Australian Prime Minister Malcolm Turnbull has been accused by the country’s Labor Party of prioritising his political career over national security. Turnbull revealed plans of a confidential meeting of political parties regarding Russian-like cyber attacks.
The PM spoke to The Australian when detailing plans on giving opposition parties the chance to attend the secret briefings, but Guardian Australia claims some of them were not contacted.
Turnbull said that the briefings had become necessary after Russian influence over the US elections was recently brought to light amid a suspected cyber security breach involving confidential emails sent between members of the Democrat party.
Turnbull said that the invites went out to independent politician Nick Xenophon, Green Party representatives, Liberal Party federal director Tony Nutt, Labor national secretary Noah Carroll, and Leader of the Opposition Bill Shorten.
Labor, Xenophon and the Greens told Guardian Australia that their invitation had not yet arrived, although Xenophon confessed to not having checked his junk folder.
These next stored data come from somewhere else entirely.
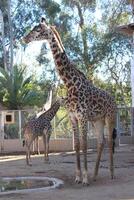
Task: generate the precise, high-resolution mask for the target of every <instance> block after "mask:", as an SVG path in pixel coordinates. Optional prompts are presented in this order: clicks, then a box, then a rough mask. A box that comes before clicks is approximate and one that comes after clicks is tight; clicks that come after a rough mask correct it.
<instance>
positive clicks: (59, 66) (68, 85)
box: [48, 29, 86, 88]
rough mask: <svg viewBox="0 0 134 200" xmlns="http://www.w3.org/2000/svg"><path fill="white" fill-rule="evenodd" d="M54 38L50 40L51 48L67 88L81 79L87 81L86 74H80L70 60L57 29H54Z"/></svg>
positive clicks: (59, 74) (56, 69)
mask: <svg viewBox="0 0 134 200" xmlns="http://www.w3.org/2000/svg"><path fill="white" fill-rule="evenodd" d="M51 34H52V37H51V39H49V41H48V42H49V44H50V48H51V51H52V54H53V58H54V61H55V65H56V70H57V72H58V73H59V76H60V77H61V79H62V80H63V81H64V83H65V85H66V86H67V88H69V87H71V86H72V85H74V84H76V82H79V81H80V79H81V78H82V79H86V77H85V76H84V74H83V73H82V72H80V71H79V70H78V69H76V68H75V66H74V65H73V64H72V63H71V62H70V60H69V59H68V57H67V55H66V52H65V50H64V47H63V44H62V42H61V39H60V36H59V35H58V33H57V31H56V30H55V29H52V32H51ZM74 77H75V78H74Z"/></svg>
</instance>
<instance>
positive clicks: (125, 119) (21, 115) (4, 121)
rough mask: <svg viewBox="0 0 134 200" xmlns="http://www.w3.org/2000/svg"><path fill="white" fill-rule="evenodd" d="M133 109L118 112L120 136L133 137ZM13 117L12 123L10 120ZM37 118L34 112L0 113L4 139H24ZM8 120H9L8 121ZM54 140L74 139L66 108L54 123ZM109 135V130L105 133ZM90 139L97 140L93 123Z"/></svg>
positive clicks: (53, 137)
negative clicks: (95, 134)
mask: <svg viewBox="0 0 134 200" xmlns="http://www.w3.org/2000/svg"><path fill="white" fill-rule="evenodd" d="M132 113H133V108H131V107H121V108H118V112H117V123H116V126H117V130H118V135H119V136H131V135H132V132H133V127H134V124H133V123H134V122H133V121H134V119H133V117H132ZM10 115H11V117H12V120H11V121H10V120H9V119H8V118H10ZM34 116H36V113H35V111H34V110H11V111H10V110H8V111H0V121H1V127H0V130H1V133H2V132H4V139H16V138H20V139H21V138H23V127H24V126H25V124H26V123H27V122H28V121H29V120H30V119H32V118H33V117H34ZM7 119H8V120H7ZM51 124H52V136H51V137H52V138H53V139H57V138H72V135H73V133H72V127H71V123H70V120H69V118H68V114H67V112H66V110H65V109H64V108H62V109H60V110H59V111H58V112H57V114H56V116H55V117H54V118H53V120H52V122H51ZM104 133H105V135H107V129H106V128H105V131H104ZM88 138H95V130H94V127H93V126H92V124H91V123H89V124H88Z"/></svg>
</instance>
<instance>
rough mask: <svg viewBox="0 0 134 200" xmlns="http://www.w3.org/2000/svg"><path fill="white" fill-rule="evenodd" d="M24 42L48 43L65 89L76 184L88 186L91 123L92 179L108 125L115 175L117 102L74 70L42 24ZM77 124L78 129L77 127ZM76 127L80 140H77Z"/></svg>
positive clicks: (49, 27)
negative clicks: (93, 140)
mask: <svg viewBox="0 0 134 200" xmlns="http://www.w3.org/2000/svg"><path fill="white" fill-rule="evenodd" d="M23 39H24V41H25V42H26V43H29V42H32V41H39V40H47V41H48V43H49V45H50V49H51V51H52V54H53V58H54V61H55V66H56V70H57V72H58V74H59V76H60V78H61V79H62V80H63V82H64V84H65V86H66V87H67V91H68V96H67V107H68V111H69V116H70V120H71V124H72V129H73V134H74V148H75V151H76V179H75V180H76V182H80V180H81V177H82V178H83V180H82V182H83V184H88V173H87V123H88V121H91V122H92V124H93V125H94V127H95V132H96V136H97V141H98V153H97V160H96V164H95V169H94V179H95V178H96V176H97V174H98V168H99V163H100V158H101V153H102V150H103V147H104V126H105V125H106V126H107V131H108V145H109V153H110V174H111V178H113V176H114V167H113V166H114V164H113V152H112V146H113V139H112V134H113V128H114V126H115V115H116V103H115V101H114V98H113V97H112V96H110V95H109V94H108V93H107V92H106V91H104V90H101V89H99V88H97V87H95V86H94V85H93V84H92V83H91V82H90V81H89V80H88V79H87V78H86V76H85V75H84V74H83V73H82V72H81V71H80V70H78V69H77V67H76V65H75V63H73V62H71V60H70V59H69V58H68V56H67V54H66V52H65V49H64V46H63V44H62V41H61V38H60V36H59V34H58V32H57V30H56V29H55V27H53V26H51V25H47V24H46V22H44V20H43V22H42V23H40V24H38V25H37V26H35V27H34V28H33V29H32V30H31V31H30V32H29V34H28V35H26V36H25V37H24V38H23ZM79 125H80V126H79ZM79 127H80V131H81V141H80V138H79ZM80 142H81V148H82V151H83V159H84V162H83V173H81V162H80Z"/></svg>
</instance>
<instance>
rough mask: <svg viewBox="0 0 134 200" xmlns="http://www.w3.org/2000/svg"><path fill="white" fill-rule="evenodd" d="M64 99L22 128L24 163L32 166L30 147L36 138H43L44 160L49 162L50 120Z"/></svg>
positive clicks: (58, 100) (57, 109)
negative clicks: (22, 133)
mask: <svg viewBox="0 0 134 200" xmlns="http://www.w3.org/2000/svg"><path fill="white" fill-rule="evenodd" d="M64 101H65V99H63V98H59V99H58V100H57V101H56V102H55V103H54V104H53V105H52V106H51V108H49V109H48V110H47V111H45V112H42V114H40V115H39V117H36V118H34V119H31V120H30V121H29V122H28V123H27V124H26V126H25V127H24V142H23V146H24V145H26V163H27V165H32V162H31V158H30V147H31V144H32V143H33V141H34V140H35V139H36V138H37V137H38V136H43V143H44V158H45V160H49V157H48V153H49V140H50V136H51V129H52V127H51V120H52V119H53V118H54V116H55V115H56V113H57V111H58V110H59V108H60V106H61V105H63V104H64Z"/></svg>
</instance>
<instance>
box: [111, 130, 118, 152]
mask: <svg viewBox="0 0 134 200" xmlns="http://www.w3.org/2000/svg"><path fill="white" fill-rule="evenodd" d="M116 137H117V130H116V128H114V129H113V134H112V138H113V148H112V149H113V154H114V152H115V140H116Z"/></svg>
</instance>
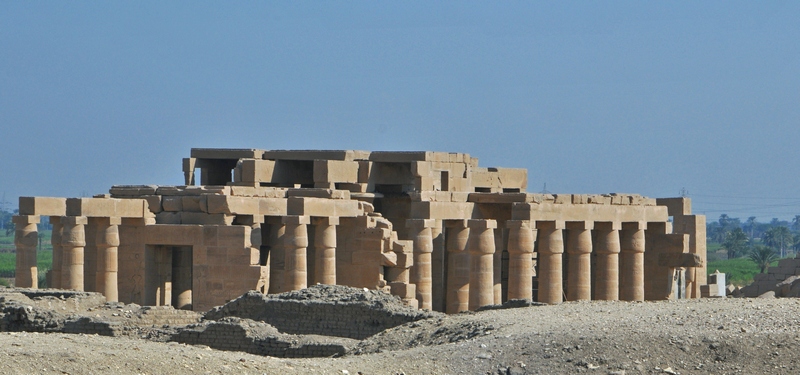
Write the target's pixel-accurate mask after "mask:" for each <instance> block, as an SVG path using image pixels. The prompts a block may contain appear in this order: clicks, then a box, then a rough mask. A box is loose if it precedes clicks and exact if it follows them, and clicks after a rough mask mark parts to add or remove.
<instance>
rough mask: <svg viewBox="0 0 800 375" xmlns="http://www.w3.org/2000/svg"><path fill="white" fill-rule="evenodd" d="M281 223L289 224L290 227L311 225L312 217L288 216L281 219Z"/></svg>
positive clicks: (284, 223)
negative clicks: (289, 225) (293, 225)
mask: <svg viewBox="0 0 800 375" xmlns="http://www.w3.org/2000/svg"><path fill="white" fill-rule="evenodd" d="M281 222H282V223H283V224H289V225H300V224H311V217H310V216H300V215H288V216H284V217H283V218H282V219H281Z"/></svg>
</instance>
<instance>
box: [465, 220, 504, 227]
mask: <svg viewBox="0 0 800 375" xmlns="http://www.w3.org/2000/svg"><path fill="white" fill-rule="evenodd" d="M468 224H469V228H470V229H495V228H497V220H492V219H470V220H469V221H468Z"/></svg>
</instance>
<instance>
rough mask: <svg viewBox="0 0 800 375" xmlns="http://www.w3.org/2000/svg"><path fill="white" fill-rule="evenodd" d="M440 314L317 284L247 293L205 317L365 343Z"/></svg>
mask: <svg viewBox="0 0 800 375" xmlns="http://www.w3.org/2000/svg"><path fill="white" fill-rule="evenodd" d="M436 314H437V313H432V312H426V311H422V310H417V309H415V308H411V307H408V306H405V305H403V303H402V302H401V301H400V300H399V299H398V298H397V297H394V296H391V295H389V294H387V293H384V292H381V291H374V290H362V289H356V288H349V287H344V286H334V285H316V286H313V287H310V288H308V289H304V290H300V291H294V292H288V293H282V294H277V295H263V294H261V293H258V292H255V291H253V292H249V293H247V294H245V295H243V296H241V297H239V298H237V299H235V300H233V301H231V302H229V303H228V304H226V305H224V306H221V307H218V308H215V309H213V310H211V311H209V312H208V313H207V314H206V317H205V318H206V319H207V320H219V319H222V318H224V317H228V316H235V317H239V318H246V319H252V320H256V321H262V322H266V323H268V324H270V325H272V326H274V327H275V328H277V329H278V331H280V332H283V333H290V334H313V335H325V336H337V337H348V338H353V339H363V338H366V337H369V336H371V335H374V334H376V333H378V332H380V331H383V330H385V329H387V328H391V327H395V326H398V325H401V324H404V323H408V322H412V321H416V320H420V319H426V318H430V317H432V316H435V315H436Z"/></svg>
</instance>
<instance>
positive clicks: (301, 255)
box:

Mark Dreyfuss, the Shadow Attorney General, wrote a letter to the PM in which he wrote:
“I am very concerned that this issue has been publicised by you directly, including highlighting specific agencies, their functions and target areas considered as vulnerable.
“This is irresponsible in the extreme – Australians have every right to expect their prime minister would put national security ahead of their own political purposes.”
Turnbull said that the best way to defend Australia against cyber crime is to increase awareness, accusing Labor of “shallow optimism”. Businesses too, whether in the UK or Australia, need to make information security recruitment a priority to demonstrate their awareness.